一方で地球連合軍の切り札的機動兵器であるMS(こちらは有人)は艦隊の直衛として運用することとなっている。云わば予備兵力であり、敵が消耗したところで投入することになっている。ザフト側のようにパイロットがMSを運用できない以上、スペック的にもあまり強力とは言えない連合軍MSは宙間戦闘ではお荷物にしかならない。今回の作戦では、ボアズ要塞制圧の際の運用が注目されていた。

 

 

 

「敵艦隊、砲戦可能距離に入りました!」

 

「全艦、全砲門斉射!!」

 

「ファイヤーッ!!」

 

 

 

 

地球連合軍艦艇による砲戦から始まったボアズ攻防戦は、当初地球連合軍側の作戦通りに状況が変化していった。

艦砲の一斉斉射による急激な状況変化によって混乱したザフトに対する、圧倒的物量のMAの投入。これにより戦列の展開が遅れたザフト艦艇は一気に混乱に陥ったからだ。勿論、ボアズに存在する司令部からは随時的確な指示が出されるものの、雲霞の如く襲いかかってくるMAとの戦闘中に戦列を整えることなど並み大抵の努力では不可能だ。

 

 

「無人MA隊、新たにナスカ級1を轟沈!」

 

「戦線更に前進!提督、もう間もなくボアズが我が方のミサイル射程圏に入ります!」

 

「…勝ったな。」

 

 

ハルバートンはこの時、勝利を確信していた。オペレーターから次々に知らされる戦況はどれも地球連合軍の優勢、ザフト側の苦境を示すものであったし、そもそも圧倒的物量で奇襲攻撃が成功した段階で負ける方がおかしいと考えていたからだ。勿論、ハルバートンも伊達に智将と呼ばれる男ではない。コーディネーターの化物としか言い様がないスペックを過小評価することはなかったし、勝利を確信して気を抜くような真似はしない。それでも、この局面までくれば勝利を疑うことはできなかった。

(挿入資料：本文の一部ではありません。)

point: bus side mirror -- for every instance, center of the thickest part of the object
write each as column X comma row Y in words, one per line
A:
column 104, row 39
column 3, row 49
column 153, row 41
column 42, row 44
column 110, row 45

しかし、それもオペレーターの発した新たな報告を聞くまでであった。

 

 

「…!?…て、提督!」

 

「どうした?…最後まで気を抜くなよ。」

 

「ち、違います。ボアズ要塞からのMS発艦量が変化していません!」

 

「何?…それは本当か?」

 

 

戦闘が開始されて既に3時間。いくら展開が遅れたとは言え、未だに戦力の展開が終わっていないということはあまりにも不自然だ。スクランブル発進が3時間もかかるようでは軍隊としてはお話にもならない。

…そう、普通であれば。

 

 

「予備兵力の投入ではないのか?」

 

「いえ、違います!戦闘開始からこの3時間、途切れずに発艦し続けています!」

 

「ありえん!ボアズに一体何機のMSがあったというのだ!!」

 

 

3時間発艦し続けているとすれば、仮に1機当たりの発艦時間が2分、ボアズのカタパルトが10本あったとすれば1800機MSが存在することになる。これに艦艇から発艦するであろう数を加えれば、総数は2000を超える。

そのことに瞬時に思い立ったハルバートンは、ぞっとした。今はまだ押している。敵は数を生かせない「戦力の逐次投入」という愚策を犯しているのだから。だが、これが2時間続いたらどうなるか?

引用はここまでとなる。